= Single-entry bookkeeping =

Method of accounting

Single-entry bookkeeping, also known as single-entry accounting, one-write bookkeeping, or pegboard bookkeeping, is a method of bookkeeping that relies on a one-sided accounting entry to maintain financial information. The primary bookkeeping record in single-entry bookkeeping is the cash book, which is similar to a checking account register (in UK: cheque account, current account), except all entries are allocated among several categories of income and expense accounts. Separate account records are maintained for petty cash, accounts payable and receivable, and other relevant transactions such as inventory and travel expenses. To save time and avoid the errors of manual calculations, single-entry bookkeeping can be done today with do-it-yourself bookkeeping software.

Double entry accounting often requires commitment which most sole proprietors cannot afford to do or simply are not interested in. Among these types of businesses it is common for them to only keep records of bill payments and cash they received during the course of the business. Nonetheless, there is some level of record keeping as these businesses are keeping track of income and expenditure of the business. As such, the practice of keeping partial records of business related transactions which is outside the requirements of double entry book keeping is called “single entry accounting” / “Accounting for incomplete records”.

Most businesses maintain a record of transactions using double-entry bookkeeping. However, many smaller businesses use single-entry books that record the "bare essentials." In some cases, only records of cash, accounts receivable, accounts payable and taxes paid may be maintained.

This type of accounting with additional information can typically be compiled into an income statement and statement of affairs by a professional accountant. Before the digital age it was common for businesses to maintain a Daily Ledger recording all credit and debit transactions in real time (such as sales, payments of wages, purchases of stock, extending credit to a customer or customer refunds) producing a daily trading tally that could be reconciled with cash to detect mistakes or theft similar to the later process of Automated Till reconciliation.

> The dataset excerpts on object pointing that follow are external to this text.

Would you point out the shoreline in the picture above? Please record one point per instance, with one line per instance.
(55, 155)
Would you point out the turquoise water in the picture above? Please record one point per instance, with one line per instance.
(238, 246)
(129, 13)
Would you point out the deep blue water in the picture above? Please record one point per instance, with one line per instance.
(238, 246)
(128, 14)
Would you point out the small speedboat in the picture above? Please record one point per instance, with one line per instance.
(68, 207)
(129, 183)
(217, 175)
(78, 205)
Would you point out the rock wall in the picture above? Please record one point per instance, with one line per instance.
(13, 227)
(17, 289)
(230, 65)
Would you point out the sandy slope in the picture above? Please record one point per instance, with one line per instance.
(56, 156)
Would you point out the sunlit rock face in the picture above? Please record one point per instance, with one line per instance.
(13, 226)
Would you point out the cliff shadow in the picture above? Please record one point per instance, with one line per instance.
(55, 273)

The information contained in the Daily Ledger would then be transferred into a more comprehensive set of double-entry accounts on a weekly or monthly basis.

==Advantages==

Single-entry bookkeeping systems are used because of their simplicity, while double-entry bookkeeping may require the services of a trained person.

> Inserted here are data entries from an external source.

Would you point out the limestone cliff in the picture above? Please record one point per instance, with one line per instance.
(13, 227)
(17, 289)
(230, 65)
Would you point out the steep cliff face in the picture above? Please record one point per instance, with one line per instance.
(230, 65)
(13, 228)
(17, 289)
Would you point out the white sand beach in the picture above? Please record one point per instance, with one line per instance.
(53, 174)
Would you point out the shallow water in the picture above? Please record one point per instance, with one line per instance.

According to the Internal Revenue Service, single-entry bookkeeping is based on the income statement (profit or loss statement). It can be simple and practical for those starting a small business.

Additionally, the IRS states:
- A single-entry system does not include equal debit and credit to the balance sheet and income statement accounts. It is not self-balancing. Arithmetic errors in the account totals are thus common. Reconciliation of the books and records to the return is an important audit step.
- A single-entry system may consist only of transactions posted in a notebook, daybook, or journal. However, it may include a complete set of journals and a ledger providing accounts for all important items.

==Disadvantages==
- Data may not be available to management for effectively planning and controlling the business.
- Lack of systematic and precise bookkeeping may lead to inefficient administration and reduced control over the affairs of the business.
- Theft and other losses are less likely to be detected.